Me dibujó la estampa que yo imaginaba, una vieja férreamente anclada en su prestigio, con coquetería suficiente aún como para pintarse los labios y teñirse el pelo de rubio ceniza; no hablaba nunca de mí, no se refería nunca a los alumnos que no habían continuado su carrera, o que terminaron de profesores en coros y academias.

– Yo no valía para ello -dijo de pronto, cuando me despedía ya de ella-, y además, me aparecieron nódulos. Pero tú hubieras sido buena. Tan joven, y la preferida de todos… Sólo te faltó la fuerza de voluntad.

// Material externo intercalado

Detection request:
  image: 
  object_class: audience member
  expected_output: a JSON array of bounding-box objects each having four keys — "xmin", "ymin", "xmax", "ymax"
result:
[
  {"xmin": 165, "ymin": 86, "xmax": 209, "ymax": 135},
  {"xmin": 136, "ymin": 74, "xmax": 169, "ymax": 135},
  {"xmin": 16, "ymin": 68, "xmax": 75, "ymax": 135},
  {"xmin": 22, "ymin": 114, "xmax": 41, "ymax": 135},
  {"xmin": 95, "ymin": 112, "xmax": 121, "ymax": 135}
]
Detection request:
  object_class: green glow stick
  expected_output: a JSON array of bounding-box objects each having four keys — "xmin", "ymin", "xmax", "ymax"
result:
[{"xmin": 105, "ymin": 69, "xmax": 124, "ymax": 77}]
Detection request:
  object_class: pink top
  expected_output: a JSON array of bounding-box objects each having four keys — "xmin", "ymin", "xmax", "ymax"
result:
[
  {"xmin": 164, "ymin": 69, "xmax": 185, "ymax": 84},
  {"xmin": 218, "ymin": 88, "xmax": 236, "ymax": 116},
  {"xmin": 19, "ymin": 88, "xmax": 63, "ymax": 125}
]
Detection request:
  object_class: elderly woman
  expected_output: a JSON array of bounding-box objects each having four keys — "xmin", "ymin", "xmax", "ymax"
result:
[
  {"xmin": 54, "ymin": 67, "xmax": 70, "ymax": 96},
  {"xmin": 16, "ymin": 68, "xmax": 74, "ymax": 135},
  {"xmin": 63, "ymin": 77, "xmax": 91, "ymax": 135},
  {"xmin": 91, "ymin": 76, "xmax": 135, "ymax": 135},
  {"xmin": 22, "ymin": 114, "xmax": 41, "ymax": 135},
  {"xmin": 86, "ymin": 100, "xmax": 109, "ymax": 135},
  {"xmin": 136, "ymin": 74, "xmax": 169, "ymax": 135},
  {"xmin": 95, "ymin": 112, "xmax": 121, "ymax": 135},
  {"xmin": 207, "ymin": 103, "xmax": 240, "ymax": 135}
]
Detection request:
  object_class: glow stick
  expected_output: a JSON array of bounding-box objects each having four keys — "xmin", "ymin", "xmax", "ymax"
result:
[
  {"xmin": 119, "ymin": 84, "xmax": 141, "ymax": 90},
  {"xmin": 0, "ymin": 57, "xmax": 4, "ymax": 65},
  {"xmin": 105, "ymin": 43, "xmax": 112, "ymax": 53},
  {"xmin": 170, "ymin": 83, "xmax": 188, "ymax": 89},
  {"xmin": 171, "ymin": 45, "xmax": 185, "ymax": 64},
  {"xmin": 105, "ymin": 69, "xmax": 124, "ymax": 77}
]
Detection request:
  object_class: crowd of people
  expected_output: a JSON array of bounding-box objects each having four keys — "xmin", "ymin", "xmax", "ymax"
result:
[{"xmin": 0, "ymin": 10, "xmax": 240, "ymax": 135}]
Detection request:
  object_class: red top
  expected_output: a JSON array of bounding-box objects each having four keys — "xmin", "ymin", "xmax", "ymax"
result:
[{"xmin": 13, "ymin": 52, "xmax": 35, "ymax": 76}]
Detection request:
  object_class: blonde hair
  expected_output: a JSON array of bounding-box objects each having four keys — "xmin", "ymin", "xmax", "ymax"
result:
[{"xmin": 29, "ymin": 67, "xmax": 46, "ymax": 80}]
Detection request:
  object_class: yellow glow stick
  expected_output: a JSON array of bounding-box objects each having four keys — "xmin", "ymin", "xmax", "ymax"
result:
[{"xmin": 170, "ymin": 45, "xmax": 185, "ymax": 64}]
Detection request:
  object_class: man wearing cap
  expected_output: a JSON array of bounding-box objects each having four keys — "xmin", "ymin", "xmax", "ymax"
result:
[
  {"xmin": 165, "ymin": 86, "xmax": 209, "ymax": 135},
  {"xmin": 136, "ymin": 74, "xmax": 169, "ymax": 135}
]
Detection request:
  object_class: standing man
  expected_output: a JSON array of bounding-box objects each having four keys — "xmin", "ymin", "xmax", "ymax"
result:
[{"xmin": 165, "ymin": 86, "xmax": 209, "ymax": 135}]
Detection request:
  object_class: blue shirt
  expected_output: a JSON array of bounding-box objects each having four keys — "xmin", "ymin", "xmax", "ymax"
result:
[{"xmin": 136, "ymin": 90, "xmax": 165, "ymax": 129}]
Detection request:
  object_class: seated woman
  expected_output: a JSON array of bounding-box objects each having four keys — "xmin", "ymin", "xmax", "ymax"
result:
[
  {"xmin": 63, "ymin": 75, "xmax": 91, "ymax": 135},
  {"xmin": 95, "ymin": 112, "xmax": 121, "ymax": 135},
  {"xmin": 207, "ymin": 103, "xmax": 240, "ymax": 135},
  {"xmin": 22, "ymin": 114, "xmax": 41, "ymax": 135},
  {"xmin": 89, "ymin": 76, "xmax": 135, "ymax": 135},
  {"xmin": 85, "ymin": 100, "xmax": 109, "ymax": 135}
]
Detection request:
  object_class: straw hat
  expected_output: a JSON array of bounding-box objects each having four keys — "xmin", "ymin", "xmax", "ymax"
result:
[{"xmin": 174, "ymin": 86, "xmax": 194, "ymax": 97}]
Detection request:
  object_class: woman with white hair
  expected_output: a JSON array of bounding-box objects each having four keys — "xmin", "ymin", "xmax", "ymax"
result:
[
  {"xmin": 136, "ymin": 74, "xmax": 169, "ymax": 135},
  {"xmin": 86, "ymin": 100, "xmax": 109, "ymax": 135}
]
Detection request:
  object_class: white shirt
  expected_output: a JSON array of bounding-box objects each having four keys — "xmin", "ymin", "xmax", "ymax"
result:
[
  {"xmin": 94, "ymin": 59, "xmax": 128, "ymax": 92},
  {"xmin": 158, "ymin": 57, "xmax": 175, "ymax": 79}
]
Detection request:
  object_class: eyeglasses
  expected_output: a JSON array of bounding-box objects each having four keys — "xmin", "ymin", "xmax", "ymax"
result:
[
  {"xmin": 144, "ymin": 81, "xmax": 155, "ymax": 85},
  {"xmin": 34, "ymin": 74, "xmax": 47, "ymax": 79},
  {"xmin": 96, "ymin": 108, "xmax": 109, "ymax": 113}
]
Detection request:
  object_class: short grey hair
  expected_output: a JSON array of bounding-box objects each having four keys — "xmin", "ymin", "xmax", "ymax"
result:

Nunca me vio con ningún novio.

Creía que era demasiado joven.

Balder, no obstante, frecuentaba los pasillos de canto, se sentaba en el suelo con las piernas cruzadas y en una ocasión se quedó atrapado en el ascensor decrépito. Y, si no fuera porque le sé fascinado por la casa de Belgravia, por la proximidad de Christopher y la feracidad de los arbustos no podados, hubiera jurado que habría elegido el viejo edificio para pasear y sentarse en los suelos de la eternidad.

Ewa Kwasnievska, su profesora de violonchelo, volvió a aquellos años sin dificultad: guardaba la esquela de Balder, y las postales que le había enviado desde Francia cada verano.

– Entre mis alumnos no había vagos. Mejores, peores, todos han sido buenos profesionales. Constancia. Trabajo. Balder era zurdo. Los zurdos son raros, cuesta trabajar con ellos. Sus normas son otras. No sabía decir que no, siempre sí, nunca había problemas, todo era sí, sí, sí. Qué guapo era, qué joven. Era un niño. No tenía veinte años. Hace diez meses se mató otro de mis alumnos. Tomó pastillas. Otros murieron en accidentes, dos hermanos en un coche, murió también el padre. Se pasan los años y somos supervivientes.

Encontré a su hermana Virginie en el bar de la universidad; buscaba cambio para llamar por teléfono, y ella pedía un café. Se movía con una irritante seguridad, y era obvio que los chicos se sentían fascinados por ella, con su desparpajo y la ironía que llenaba sus frases.

Vestía un traje austero y recto que apenas ocultaba un cuerpo ampliamente voluptuoso. Había engordado mucho y había adquirido tantas curvas que su atractivo resultaba demasiado obvio, casi vulgar.

No fingió ninguna sorpresa al reconocerme. Me llevó a un café cercano a beber algo; era un lugar solemne y taraceado, con cristaleras menudas en las ventanas exteriores y mesas de piernas torneadas. Virginie y yo éramos, con mucho, las más jóvenes del local.

Los camareros la conocían, pero no la trataban con la confianza cercana al flirteo a la que estábamos acostumbradas en los lugares habituales.